Die Volkssternwarte Streitheim beschäftigt sich nicht nur mit dem Nachtleben am Himmel. Auch Sonnendaten spielen eine Rolle. Foto: Monika Saller
 
Wände, Decken, einfach alles in der Sternwarte ist voller astromischer Highlights. Die Kinder einer Geburtstagsgesellschaft lauschen und stellen viele Fragen, auch zum Sonnensystem. Foto: Monika Saller
 
Ein Modell das genau zeigt, wie Mond, Sonne und Erde zueinander stehen können und weshalb wir den Mond manchmal nicht sehen. Foto: Monika Saller
 
Unglaublich schwer. Dieser Meteoriten-Brocken ist aus Eisen und Nickel.
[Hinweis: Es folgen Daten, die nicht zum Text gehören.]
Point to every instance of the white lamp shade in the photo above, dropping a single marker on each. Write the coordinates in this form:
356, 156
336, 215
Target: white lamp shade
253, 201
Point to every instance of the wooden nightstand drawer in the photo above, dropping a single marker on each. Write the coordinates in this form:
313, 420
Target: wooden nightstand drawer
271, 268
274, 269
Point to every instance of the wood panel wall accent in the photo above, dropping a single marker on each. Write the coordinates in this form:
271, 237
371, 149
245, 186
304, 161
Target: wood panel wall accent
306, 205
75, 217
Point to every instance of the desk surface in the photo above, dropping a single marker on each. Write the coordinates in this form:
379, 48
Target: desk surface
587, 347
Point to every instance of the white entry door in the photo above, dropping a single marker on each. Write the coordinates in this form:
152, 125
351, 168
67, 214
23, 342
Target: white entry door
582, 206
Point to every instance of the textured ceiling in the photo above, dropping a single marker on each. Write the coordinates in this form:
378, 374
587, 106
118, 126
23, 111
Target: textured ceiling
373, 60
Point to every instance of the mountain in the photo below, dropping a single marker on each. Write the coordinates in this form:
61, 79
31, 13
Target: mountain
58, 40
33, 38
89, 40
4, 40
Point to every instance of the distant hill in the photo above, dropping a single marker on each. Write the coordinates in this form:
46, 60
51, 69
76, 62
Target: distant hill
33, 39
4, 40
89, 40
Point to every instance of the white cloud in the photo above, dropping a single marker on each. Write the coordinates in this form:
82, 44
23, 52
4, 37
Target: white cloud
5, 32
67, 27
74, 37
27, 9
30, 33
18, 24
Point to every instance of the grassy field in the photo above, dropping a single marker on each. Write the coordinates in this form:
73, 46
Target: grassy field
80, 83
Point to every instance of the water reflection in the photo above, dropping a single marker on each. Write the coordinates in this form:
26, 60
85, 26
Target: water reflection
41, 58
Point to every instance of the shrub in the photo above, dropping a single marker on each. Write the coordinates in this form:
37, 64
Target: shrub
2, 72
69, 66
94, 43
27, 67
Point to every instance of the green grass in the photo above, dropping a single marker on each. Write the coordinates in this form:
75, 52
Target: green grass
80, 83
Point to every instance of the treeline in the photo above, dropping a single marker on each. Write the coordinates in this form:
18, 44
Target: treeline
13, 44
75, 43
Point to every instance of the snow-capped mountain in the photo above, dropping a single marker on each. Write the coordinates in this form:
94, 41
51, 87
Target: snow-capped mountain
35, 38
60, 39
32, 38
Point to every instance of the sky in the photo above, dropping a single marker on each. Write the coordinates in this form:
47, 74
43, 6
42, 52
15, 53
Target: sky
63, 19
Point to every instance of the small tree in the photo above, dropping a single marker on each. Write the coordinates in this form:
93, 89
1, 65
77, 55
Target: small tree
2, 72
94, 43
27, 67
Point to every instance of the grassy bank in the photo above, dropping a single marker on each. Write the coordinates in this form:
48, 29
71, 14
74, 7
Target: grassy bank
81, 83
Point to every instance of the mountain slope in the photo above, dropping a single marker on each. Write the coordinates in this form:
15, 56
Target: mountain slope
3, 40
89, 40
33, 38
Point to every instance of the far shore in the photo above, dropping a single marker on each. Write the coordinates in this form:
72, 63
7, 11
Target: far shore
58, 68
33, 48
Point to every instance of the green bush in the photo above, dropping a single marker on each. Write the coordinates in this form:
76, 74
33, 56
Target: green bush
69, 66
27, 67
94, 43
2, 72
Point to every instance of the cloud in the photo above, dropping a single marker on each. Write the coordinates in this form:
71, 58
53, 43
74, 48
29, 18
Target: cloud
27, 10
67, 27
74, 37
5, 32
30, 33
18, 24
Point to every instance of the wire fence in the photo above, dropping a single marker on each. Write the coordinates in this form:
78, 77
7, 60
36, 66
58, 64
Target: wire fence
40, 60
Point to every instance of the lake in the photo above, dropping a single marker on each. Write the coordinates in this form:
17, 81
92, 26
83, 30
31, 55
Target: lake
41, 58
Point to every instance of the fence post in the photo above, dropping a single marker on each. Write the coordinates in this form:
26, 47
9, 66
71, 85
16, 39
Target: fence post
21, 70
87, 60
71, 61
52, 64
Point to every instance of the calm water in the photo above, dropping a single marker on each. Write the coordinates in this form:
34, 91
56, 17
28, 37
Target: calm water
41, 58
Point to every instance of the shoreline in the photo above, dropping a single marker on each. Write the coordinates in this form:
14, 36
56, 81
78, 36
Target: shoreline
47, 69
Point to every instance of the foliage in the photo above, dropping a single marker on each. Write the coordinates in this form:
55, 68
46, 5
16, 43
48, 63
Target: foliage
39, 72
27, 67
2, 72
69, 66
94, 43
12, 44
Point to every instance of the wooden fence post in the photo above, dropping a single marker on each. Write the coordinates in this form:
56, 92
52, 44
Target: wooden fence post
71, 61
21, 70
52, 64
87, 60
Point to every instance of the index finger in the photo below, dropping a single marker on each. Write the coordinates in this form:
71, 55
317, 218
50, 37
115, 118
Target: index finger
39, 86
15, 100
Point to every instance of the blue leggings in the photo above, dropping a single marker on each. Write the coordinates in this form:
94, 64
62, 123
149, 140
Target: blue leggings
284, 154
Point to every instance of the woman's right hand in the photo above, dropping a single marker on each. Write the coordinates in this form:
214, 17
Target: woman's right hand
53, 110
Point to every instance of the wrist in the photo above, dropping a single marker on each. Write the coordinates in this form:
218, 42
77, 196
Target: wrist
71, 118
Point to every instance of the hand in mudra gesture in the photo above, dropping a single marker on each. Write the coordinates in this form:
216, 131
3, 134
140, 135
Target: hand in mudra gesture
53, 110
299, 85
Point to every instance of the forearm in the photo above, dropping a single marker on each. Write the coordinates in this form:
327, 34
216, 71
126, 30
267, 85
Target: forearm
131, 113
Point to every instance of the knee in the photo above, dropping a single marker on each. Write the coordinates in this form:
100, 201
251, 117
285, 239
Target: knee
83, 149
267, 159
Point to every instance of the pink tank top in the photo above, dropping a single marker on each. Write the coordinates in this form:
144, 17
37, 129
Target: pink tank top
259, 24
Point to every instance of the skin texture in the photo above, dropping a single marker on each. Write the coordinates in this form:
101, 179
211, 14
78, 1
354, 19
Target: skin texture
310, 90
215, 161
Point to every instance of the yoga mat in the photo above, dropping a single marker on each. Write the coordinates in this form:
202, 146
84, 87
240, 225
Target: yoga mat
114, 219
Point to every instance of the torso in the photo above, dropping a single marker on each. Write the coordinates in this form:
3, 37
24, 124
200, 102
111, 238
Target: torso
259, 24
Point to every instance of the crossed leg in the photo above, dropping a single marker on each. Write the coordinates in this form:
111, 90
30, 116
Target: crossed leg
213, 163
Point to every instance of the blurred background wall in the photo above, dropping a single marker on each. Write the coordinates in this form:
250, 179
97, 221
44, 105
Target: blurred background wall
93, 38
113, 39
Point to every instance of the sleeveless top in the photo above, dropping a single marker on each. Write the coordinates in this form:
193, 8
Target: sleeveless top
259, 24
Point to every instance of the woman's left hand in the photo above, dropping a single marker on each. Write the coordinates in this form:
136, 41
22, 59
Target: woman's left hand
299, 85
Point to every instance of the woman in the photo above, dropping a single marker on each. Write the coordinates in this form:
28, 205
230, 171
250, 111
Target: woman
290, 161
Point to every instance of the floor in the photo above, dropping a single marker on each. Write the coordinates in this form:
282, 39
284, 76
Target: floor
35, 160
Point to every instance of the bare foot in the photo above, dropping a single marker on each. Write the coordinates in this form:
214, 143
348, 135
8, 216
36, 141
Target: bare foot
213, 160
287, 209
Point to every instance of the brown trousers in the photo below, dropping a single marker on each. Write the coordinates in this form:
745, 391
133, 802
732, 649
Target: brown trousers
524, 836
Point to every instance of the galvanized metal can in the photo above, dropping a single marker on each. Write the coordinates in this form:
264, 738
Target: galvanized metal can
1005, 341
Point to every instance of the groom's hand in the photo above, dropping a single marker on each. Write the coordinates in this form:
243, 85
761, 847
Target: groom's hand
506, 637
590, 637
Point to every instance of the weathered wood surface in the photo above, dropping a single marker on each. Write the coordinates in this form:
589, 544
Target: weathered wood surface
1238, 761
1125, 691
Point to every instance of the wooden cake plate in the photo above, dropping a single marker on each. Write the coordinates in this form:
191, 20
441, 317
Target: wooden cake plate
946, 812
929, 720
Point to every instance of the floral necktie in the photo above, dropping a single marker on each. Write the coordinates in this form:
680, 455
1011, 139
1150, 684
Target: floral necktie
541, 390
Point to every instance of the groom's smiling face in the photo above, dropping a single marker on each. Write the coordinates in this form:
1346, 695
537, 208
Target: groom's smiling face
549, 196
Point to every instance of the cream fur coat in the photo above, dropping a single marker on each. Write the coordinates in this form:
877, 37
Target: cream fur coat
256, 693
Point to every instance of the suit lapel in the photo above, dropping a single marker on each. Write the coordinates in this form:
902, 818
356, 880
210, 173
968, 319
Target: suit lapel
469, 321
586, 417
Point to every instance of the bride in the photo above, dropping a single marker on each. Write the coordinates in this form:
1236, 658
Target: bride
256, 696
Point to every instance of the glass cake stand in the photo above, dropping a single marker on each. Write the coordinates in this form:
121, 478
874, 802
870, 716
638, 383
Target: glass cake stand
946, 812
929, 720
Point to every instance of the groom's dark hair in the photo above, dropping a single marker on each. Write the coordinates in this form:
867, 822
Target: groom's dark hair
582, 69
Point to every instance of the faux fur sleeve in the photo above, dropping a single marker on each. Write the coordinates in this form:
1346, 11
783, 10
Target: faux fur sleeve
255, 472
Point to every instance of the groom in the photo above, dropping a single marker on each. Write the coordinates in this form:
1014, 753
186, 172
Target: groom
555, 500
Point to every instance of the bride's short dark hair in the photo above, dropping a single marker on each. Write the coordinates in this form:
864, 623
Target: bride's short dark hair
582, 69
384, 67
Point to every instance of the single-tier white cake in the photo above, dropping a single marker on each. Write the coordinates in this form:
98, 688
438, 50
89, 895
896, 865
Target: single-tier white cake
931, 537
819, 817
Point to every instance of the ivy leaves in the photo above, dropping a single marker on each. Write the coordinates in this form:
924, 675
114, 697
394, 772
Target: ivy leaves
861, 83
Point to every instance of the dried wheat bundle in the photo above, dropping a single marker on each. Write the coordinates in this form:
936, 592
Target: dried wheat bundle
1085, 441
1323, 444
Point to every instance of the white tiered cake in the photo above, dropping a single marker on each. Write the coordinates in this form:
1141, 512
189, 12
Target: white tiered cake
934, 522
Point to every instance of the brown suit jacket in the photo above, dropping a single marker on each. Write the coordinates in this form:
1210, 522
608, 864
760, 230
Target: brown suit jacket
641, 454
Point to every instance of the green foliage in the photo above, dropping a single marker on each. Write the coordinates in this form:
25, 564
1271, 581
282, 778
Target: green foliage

Foto: Monika Saller

Einen perfekten Ort für ihre Volkssternwarte haben die Mitglieder der Astronomischen Vereinigung Streitheim gefunden. Für alle Altersgruppen ist die Astronomie hier seit 20 Jahren erlebbar. Ein besonderes Gerät macht das Observatorium einzigartig in der Region.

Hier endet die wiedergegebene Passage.